After an unprecedented public outcry last week, President Trump signed an executive order signaling an end to the government’s horrific practice of separating immigrant children from their parents at the U.S.-Mexico border. While the government-sanctioned separations appear to have stopped—at least for now—the Trump administration now appears to be planning a massive increase in family detention on military bases.
Responding to widespread confusion following the administration’s reversal in course last week, the Department of Homeland Security (DHS) scrambled to issue a fact sheet over the weekend that provides limited guidance on the “zero-tolerance” policy and family reunification. DHS acknowledged that as of June 20, there were 2,053 separated minors in government custody but fails to specify any timeline for reunifying them with their parents.

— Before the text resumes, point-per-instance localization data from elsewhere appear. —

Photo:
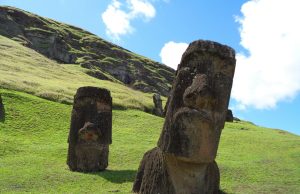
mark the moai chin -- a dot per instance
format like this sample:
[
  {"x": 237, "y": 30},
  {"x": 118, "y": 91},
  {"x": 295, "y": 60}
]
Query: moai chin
[
  {"x": 184, "y": 160},
  {"x": 91, "y": 130}
]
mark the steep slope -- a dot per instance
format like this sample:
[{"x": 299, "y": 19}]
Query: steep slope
[
  {"x": 72, "y": 45},
  {"x": 33, "y": 148},
  {"x": 24, "y": 69}
]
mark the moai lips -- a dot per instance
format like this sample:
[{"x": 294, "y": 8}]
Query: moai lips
[
  {"x": 195, "y": 117},
  {"x": 91, "y": 130}
]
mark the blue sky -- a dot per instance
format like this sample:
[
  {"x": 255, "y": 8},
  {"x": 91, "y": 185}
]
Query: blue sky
[{"x": 264, "y": 33}]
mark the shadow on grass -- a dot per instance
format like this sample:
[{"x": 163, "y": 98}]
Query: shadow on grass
[{"x": 118, "y": 176}]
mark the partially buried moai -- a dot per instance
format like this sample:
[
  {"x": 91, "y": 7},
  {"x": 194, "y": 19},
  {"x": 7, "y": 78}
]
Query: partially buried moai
[
  {"x": 184, "y": 161},
  {"x": 2, "y": 112},
  {"x": 91, "y": 130}
]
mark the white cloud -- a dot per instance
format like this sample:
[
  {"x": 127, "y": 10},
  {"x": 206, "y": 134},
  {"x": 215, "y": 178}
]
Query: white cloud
[
  {"x": 171, "y": 53},
  {"x": 271, "y": 72},
  {"x": 118, "y": 21}
]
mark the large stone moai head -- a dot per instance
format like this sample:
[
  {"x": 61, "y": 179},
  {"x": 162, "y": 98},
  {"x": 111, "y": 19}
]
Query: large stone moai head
[
  {"x": 198, "y": 102},
  {"x": 91, "y": 129}
]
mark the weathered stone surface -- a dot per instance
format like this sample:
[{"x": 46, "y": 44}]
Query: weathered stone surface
[
  {"x": 69, "y": 44},
  {"x": 158, "y": 110},
  {"x": 229, "y": 116},
  {"x": 91, "y": 130},
  {"x": 196, "y": 112},
  {"x": 2, "y": 112}
]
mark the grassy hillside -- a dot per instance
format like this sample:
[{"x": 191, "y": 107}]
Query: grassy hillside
[
  {"x": 72, "y": 45},
  {"x": 23, "y": 69},
  {"x": 33, "y": 149}
]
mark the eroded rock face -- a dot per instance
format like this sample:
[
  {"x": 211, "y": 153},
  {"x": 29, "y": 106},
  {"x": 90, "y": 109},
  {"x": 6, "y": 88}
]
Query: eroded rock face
[
  {"x": 158, "y": 110},
  {"x": 91, "y": 130},
  {"x": 195, "y": 117}
]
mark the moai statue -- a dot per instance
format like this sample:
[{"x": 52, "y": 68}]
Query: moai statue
[
  {"x": 91, "y": 130},
  {"x": 158, "y": 110},
  {"x": 184, "y": 161},
  {"x": 2, "y": 112},
  {"x": 229, "y": 116}
]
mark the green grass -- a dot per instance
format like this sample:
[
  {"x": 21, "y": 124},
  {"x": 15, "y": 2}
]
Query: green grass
[
  {"x": 33, "y": 148},
  {"x": 25, "y": 70}
]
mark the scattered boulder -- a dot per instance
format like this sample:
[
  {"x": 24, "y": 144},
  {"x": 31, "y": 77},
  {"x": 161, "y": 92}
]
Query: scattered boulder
[
  {"x": 91, "y": 130},
  {"x": 196, "y": 113},
  {"x": 158, "y": 110},
  {"x": 2, "y": 112},
  {"x": 229, "y": 116}
]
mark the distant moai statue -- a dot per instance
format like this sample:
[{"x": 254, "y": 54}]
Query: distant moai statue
[
  {"x": 2, "y": 112},
  {"x": 91, "y": 130},
  {"x": 184, "y": 161},
  {"x": 158, "y": 110},
  {"x": 229, "y": 116}
]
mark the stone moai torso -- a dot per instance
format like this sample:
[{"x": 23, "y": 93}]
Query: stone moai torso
[
  {"x": 158, "y": 110},
  {"x": 184, "y": 161},
  {"x": 91, "y": 130}
]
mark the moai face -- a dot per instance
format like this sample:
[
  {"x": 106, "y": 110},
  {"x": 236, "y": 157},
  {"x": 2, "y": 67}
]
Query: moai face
[
  {"x": 198, "y": 102},
  {"x": 94, "y": 108},
  {"x": 88, "y": 133}
]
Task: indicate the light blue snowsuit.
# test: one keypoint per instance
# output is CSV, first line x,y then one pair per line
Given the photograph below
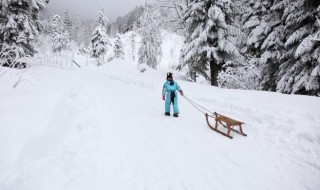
x,y
169,90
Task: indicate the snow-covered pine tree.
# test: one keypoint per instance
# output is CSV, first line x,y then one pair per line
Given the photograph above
x,y
264,43
150,51
210,40
100,40
299,69
67,22
133,45
19,27
118,47
76,30
59,36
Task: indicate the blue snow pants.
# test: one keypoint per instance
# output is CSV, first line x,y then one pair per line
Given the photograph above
x,y
170,91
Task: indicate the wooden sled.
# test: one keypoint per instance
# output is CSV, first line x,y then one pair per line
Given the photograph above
x,y
227,123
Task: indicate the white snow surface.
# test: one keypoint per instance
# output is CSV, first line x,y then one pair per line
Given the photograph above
x,y
104,128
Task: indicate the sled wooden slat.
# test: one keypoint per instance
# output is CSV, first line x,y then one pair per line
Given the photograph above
x,y
227,123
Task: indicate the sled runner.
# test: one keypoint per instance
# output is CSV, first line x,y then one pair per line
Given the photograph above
x,y
221,120
226,122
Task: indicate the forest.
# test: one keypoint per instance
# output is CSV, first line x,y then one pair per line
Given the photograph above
x,y
269,45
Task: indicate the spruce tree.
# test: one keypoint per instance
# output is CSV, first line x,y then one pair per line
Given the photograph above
x,y
100,40
67,23
264,43
133,45
210,40
118,47
59,36
299,68
150,51
19,23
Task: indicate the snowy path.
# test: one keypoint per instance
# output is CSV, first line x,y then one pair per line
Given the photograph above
x,y
106,130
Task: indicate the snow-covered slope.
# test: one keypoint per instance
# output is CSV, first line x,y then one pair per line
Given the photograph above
x,y
104,128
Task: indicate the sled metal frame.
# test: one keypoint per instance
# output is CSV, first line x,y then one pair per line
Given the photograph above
x,y
225,122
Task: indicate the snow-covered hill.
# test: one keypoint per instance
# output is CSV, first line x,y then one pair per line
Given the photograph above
x,y
104,128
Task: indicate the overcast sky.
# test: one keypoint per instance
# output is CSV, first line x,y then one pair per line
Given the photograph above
x,y
89,8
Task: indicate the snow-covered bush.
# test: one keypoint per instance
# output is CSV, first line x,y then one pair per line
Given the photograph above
x,y
118,47
240,76
59,36
100,40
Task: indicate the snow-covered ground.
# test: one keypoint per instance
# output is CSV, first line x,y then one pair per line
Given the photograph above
x,y
104,128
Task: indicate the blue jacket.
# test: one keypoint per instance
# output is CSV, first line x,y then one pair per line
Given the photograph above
x,y
169,90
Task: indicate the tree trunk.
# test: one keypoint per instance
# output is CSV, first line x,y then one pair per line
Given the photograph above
x,y
214,73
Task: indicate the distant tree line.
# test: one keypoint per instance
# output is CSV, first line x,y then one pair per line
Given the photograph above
x,y
271,45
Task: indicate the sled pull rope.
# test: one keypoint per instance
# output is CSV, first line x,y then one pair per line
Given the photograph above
x,y
198,107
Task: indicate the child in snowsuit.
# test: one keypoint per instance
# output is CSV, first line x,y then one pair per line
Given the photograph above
x,y
169,95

Last week’s executive order also traded family separation in for family detention camps, where families will remain housed while parents undergo criminal and immigration proceedings. In order to detain all of these families, the government will expand detention capacity. There are reports that unaccompanied children and immigrant families will be held in tent camps at two military bases in Texas.

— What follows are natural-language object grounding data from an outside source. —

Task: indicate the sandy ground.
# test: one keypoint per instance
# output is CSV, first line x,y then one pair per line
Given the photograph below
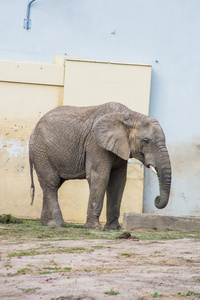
x,y
86,269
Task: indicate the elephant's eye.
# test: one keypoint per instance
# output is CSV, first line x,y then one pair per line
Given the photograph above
x,y
145,141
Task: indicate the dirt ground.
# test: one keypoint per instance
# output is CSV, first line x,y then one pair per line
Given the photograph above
x,y
100,269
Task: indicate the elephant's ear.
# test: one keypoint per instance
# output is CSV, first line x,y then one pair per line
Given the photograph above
x,y
111,134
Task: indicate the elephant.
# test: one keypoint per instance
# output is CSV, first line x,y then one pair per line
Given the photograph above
x,y
95,143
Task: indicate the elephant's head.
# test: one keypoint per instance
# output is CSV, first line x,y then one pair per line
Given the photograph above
x,y
139,136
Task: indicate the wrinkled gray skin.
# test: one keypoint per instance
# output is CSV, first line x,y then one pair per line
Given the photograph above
x,y
94,143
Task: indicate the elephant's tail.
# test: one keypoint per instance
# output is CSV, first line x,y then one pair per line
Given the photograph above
x,y
32,181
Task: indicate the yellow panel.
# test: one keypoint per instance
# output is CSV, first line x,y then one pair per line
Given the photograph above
x,y
92,83
36,73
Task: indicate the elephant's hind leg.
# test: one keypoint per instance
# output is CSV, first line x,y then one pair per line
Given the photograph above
x,y
50,182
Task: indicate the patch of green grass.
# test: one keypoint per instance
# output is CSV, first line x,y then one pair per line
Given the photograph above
x,y
50,270
8,219
126,254
189,293
23,271
55,250
111,292
155,295
32,229
29,290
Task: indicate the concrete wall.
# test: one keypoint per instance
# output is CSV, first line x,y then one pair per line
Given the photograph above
x,y
164,34
28,90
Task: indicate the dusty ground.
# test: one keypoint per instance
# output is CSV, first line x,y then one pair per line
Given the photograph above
x,y
89,268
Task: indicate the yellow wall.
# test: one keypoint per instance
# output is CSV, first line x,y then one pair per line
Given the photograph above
x,y
28,91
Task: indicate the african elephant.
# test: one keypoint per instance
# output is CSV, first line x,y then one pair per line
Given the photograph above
x,y
95,143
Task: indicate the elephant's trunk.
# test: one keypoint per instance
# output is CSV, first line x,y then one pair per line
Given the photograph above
x,y
163,168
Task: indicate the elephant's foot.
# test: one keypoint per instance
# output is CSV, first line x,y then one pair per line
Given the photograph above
x,y
113,225
94,225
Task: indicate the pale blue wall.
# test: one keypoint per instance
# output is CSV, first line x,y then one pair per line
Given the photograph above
x,y
165,34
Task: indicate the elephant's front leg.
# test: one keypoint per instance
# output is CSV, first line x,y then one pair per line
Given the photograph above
x,y
98,185
114,196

“Families”—typically comprised only of mothers and their minor children (not fathers, children over age 18, or other relatives who are detained separately)—will reportedly be held at Fort Bliss, an army base outside of El Paso.
Unaccompanied minors—some of whom traveled to the United States by themselves and were subsequently transferred to the custody of the Department of Health and Human Services Office of Refugee Resettlement—will be housed at Goodfellow Air Force Base in central Texas. Other children who were forcibly separated from their parents at the border will also stay at this base. Although the government previously told the Department of Defense to prepare for up to 20,000 unaccompanied minors, it is unclear how man of these children will be held at Goodfellow.
Detaining families is neither a reasonable—nor humane—alternative to family separation. The mass incarceration of asylum-seeking families is an ongoing legacy of the Obama administration, which greatly expanded family detention centers to have a combined bed space for almost 3,500 parents and children.
These family detention camps operate even though they likely violate the Flores Settlement Agreement, a 30-year old federal decision which dictates the treatment of children in government custody. Generally, Flores prohibits the detention of immigrant minors in secure facilities that have not been licensed by a child welfare entity. In licensed facilities, children can be released from custody to an appropriate sponsor or family member.
Volumes of evidence—testimony from detained mothers and children, reports from advocacy groups and medical experts, and even reports issued by DHS itself—confirms that detention camps are not an appropriate setting for vulnerable, traumatized asylum seekers, and certainly not children. There is absolutely no reason to believe that the tent camps that the government has proposed will be any better.
The administration should instead be shifting its resources to less expensive and effective alternatives to detention (ATDs), typically used when the government deems someone a flight risk or danger to security. ATDs cost an average of $4.50 a day compared to $319.47 a day for family detention camps. Additionally, over 95 percent of immigrants who participate in an ATD appear for their final court hearings.
The administration and Congress must reject the false choice of locking up families in detention or separating them. There is a better solution in alternatives to detention.